In the 90-second clip, someone identified as Bryner tells readers, if “your reason for voting for Trump [is] that you don’t love him personally but you love his goals, I’ll just say that it’s up to you to prove that by the way you behave and the way you treat other people around you. Because I will say that I hear a lot about how groups of people in law school, especially Black students, don’t feel comfortable in law school, don’t feel welcome.”

“I want you all to think a little bit about why that is,” Bryner continued. “And I don’t know if anyone falls into that category, but if you voted for Trump with the idea that you don’t like him personally but you like his policies, I just want you to think about the message you’re sending.” to other people and how you can prove that by treating other people in a way that is compatible with that feeling.”

In his original post, Landry did not ask to punish Bryner. But he did in a letter he sent Monday to the chairman of LSU’s governing board, the Board of Supervisors, which copied the state attorney general, LSU’s president, the dean of the law school and other LSU board members.

“If the school does not discipline Mr. Bryner for his comments, I hope the board will look into the matter, as LSU professors are prohibited from using government resources to influence public policy,” Landry wrote.

While that part of his letter did not cite any state law or specify how Bryner was influencing “public policy,” it pointed to Landry’s executive order and a law passed earlier this year that, among other things, “No professor or teacher. who teaches a class of students in a higher education institution will impose the political views of the professor or teacher on the students.” But the law does not specifically address classroom speech; it simply notes that professors cannot require students to engage in political activities outside the classroom.

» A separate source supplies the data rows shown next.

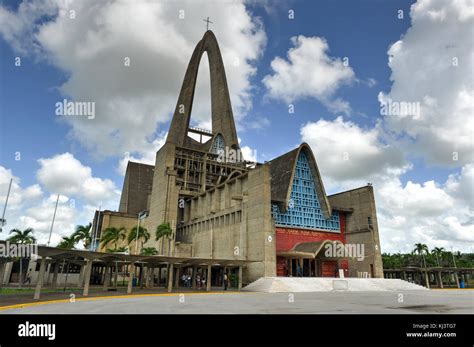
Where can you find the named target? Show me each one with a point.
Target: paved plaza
(404, 302)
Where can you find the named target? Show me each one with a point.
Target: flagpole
(52, 222)
(3, 221)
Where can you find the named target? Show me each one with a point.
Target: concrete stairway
(328, 284)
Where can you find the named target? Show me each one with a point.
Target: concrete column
(130, 278)
(151, 282)
(194, 276)
(439, 278)
(223, 275)
(39, 282)
(170, 278)
(240, 278)
(176, 279)
(456, 279)
(80, 282)
(142, 274)
(106, 277)
(54, 283)
(116, 276)
(87, 277)
(2, 273)
(208, 282)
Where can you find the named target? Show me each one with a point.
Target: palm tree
(118, 250)
(421, 249)
(149, 251)
(112, 235)
(67, 242)
(24, 237)
(164, 229)
(83, 233)
(438, 251)
(143, 235)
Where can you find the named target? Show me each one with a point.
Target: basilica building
(275, 216)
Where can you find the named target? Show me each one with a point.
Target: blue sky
(79, 59)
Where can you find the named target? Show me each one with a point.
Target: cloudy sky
(313, 71)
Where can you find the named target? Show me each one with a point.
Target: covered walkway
(143, 271)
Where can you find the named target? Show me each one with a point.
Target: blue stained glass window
(304, 209)
(218, 145)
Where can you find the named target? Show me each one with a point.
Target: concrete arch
(320, 191)
(222, 116)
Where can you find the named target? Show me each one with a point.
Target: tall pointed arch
(222, 116)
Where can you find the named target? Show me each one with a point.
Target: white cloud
(64, 174)
(436, 214)
(131, 102)
(309, 72)
(432, 64)
(345, 151)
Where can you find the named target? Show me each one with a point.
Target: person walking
(198, 281)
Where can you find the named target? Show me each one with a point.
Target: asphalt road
(408, 302)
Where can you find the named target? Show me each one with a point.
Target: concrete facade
(220, 206)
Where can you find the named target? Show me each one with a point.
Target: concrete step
(328, 284)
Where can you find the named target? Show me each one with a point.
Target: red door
(328, 268)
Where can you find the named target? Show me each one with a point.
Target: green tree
(438, 252)
(421, 249)
(163, 230)
(24, 237)
(67, 242)
(142, 237)
(118, 250)
(149, 251)
(83, 233)
(112, 235)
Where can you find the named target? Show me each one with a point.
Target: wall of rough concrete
(362, 201)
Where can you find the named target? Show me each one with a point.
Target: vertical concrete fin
(222, 116)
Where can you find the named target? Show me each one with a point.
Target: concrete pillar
(2, 273)
(170, 278)
(87, 277)
(440, 279)
(194, 276)
(39, 282)
(176, 278)
(80, 282)
(456, 279)
(130, 278)
(142, 275)
(54, 283)
(208, 282)
(223, 275)
(116, 276)
(240, 278)
(151, 280)
(106, 277)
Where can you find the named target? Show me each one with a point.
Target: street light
(141, 215)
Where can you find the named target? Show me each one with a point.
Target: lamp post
(3, 220)
(141, 215)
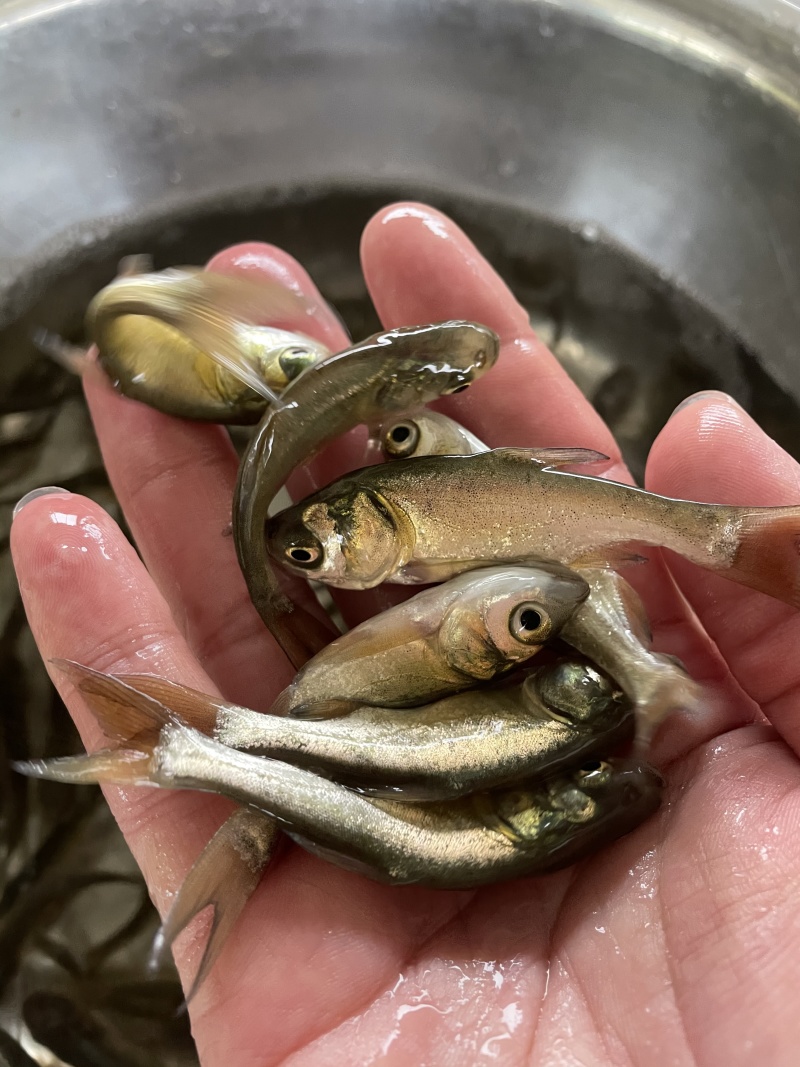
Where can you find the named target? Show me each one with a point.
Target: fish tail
(204, 306)
(117, 766)
(768, 554)
(132, 709)
(223, 877)
(673, 690)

Landry wrote that Bryner “went so far as to question the character of the students who voted for someone.” His book included the transcripts of Bryner’s allegations that go beyond the end of the video, where the professor is said to say, “I see this vote as a rejection of the idea that we are governed by people with knowledge … a very big rejection of that idea that we should be governed by experts so I think it’s worth considering that and thinking about that.” .. you finish your law school career and go into law practice—how you’re going to deal with that kind of emotion.”

Landry suggested that Bryner was talking about topics unrelated to his class. Steinbaugh disputed this.

“This is a professor who uses current events to talk about ethics,” Steinbaugh said. In law school, “Civilization is instilled in you.”

Steinbaugh said that if Landry’s position is that sharing political ideas in the classroom is the same as sharing them with students, then professors should never share ideas in the classroom—no matter how appropriate.

“That research would violate the First Amendment,” Steinbaugh said.